The street artist hissed, flashed claws through the air. "Aw, Chalktalk," Anton said. " I ain't dissin you. I bet you real pretty when you get cleaned up, huh? Bet the boys like you."

He had the girl back up against the wall. She was shifting her hips back and forth, trying to decide which way to bolt. He reached a hand toward her, and her claws flashed, too swift for the eye to follow. Anton jumped back, stung.

"Joker bitch!" He shook blood from his hand, then reached for the belt of his coat. "Wanna play for keeps, huh?" He smiled. " I can play that way, bitch. Bet I know just whatchoo like."

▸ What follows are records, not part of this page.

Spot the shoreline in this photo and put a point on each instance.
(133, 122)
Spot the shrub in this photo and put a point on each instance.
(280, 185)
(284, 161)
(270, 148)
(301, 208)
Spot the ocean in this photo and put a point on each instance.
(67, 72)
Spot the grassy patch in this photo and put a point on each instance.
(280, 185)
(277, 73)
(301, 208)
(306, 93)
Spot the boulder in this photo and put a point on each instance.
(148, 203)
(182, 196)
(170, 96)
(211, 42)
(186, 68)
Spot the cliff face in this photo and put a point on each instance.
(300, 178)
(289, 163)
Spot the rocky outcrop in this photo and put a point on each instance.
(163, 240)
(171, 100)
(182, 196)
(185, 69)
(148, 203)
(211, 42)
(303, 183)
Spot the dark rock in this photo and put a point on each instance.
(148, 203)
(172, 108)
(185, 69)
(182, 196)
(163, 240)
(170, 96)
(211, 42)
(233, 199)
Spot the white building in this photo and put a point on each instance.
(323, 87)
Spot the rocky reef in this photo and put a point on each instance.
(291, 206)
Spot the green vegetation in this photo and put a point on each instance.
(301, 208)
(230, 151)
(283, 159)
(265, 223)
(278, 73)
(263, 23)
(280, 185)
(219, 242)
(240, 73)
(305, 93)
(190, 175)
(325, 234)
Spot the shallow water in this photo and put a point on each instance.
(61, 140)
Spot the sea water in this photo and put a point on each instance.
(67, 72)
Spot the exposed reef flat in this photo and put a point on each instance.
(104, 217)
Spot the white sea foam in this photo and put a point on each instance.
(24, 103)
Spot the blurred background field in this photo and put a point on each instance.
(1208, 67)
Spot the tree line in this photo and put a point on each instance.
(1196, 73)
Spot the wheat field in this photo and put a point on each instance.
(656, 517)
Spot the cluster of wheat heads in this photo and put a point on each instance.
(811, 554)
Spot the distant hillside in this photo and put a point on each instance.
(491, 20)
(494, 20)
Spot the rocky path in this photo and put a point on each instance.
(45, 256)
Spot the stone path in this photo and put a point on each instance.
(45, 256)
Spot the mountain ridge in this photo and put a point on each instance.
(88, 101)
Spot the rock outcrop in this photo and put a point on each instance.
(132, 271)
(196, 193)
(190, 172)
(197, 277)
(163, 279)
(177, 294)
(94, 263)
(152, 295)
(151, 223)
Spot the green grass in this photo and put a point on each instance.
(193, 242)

And then the darkness rolled over him. The girl gave a little gasp and flattened herself against the brownstone wall. " I believe, Anton," said a voice, " I told you I didn't want you in my neighborhood anymore."

Anton screamed as he was hoisted off his feet. The darkness was as complete as if an opaque mask had been dropped over his head. He scrabbled in his pocket for his pistol. There was a crack as his arm was broken across the elbow. Another crack, the other arm. Another crack, his nose. All had come so swiftly, one-two-three, he couldn't cry out.

He cried out now. And then cold flooded him. His bones seemed filled with liquid nitrogen. His teeth chattered. He couldn't summon the strength to yell.